PDA

View Full Version : Robots: Allow: /*=site


Dj Morri
03-05-2009, 07:11 PM
Hi,

I would like to know if the following string on the robots.txt will allow Googlebot to read any URL that included the string =site no matter where that string occurs in the URL ???

User-agent: Googlebot
Allow: /*=site

What about Yahoo and MSN ??

User-agent: *
Allow: /*=site

JohnW
03-05-2009, 09:29 PM
The default is to allow everything that is not stated as disallow.I don't believe the Allow: statement is relevant, so I doubt if it matters how you do it.
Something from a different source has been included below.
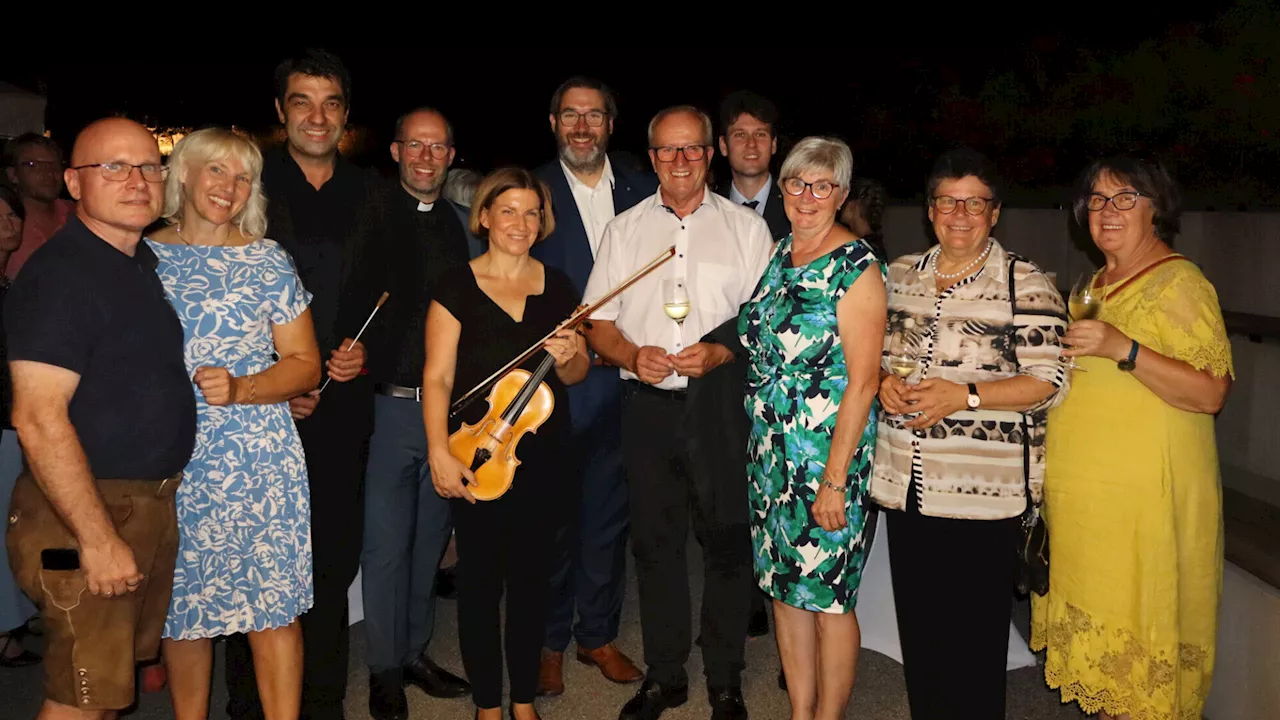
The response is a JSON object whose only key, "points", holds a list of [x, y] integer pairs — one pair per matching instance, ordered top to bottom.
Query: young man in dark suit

The statement you cite basically says:

Allow: /*=site
Allow: /

Dj Morri
03-06-2009, 11:23 AM
Hi John,

We are blocking all our "buscar folder" under search results but I want to allow only our own internal search results to be indexed.


The only word that is different from other search results on our site is the word "site" so how can I specify that all URLS that contains the word "site" under the "buscar Folder" are index?

Thank you

JohnW
03-06-2009, 11:40 AM
DJ, the robots.txt you originally provided, by itself, is not going to accomplish anything at all.

User-agent: Googlebot
Allow: /*=site

If you want it to matter, it would need to look like this:

User-agent: Googlebot
Disallow: /
Allow: /*=site

The above is now saying to disallow everything except for what is allowed.

If you do the same thing only instead of Googlebot you make it be User-agent:* then don't expect it to work for you at Yahoo, MSN etc. Last time I looked, the statement for Allow: was NOT really a part of robots.txt protocol and something only supported by Google.

So if I understand you correctly it could look something like this:

User-agent: Googlebot
Disallow: /
Allow: /*=site

As far as dealing with this for ALL search engines perhaps using a dynamically inserted noindex meta tag on certain pages would be better. But you could go ahead check and see if other SEs have decided to support Allow: and if so, how they use it.

Dj Morri
03-06-2009, 11:45 AM
Thanks John, I will try that string,

Thanks

Dj Morri
03-06-2009, 11:55 AM
This is the string that I am adding now:

User-agent: Googlebot
Disallow: /buscar/
Allow: /buscar/*=site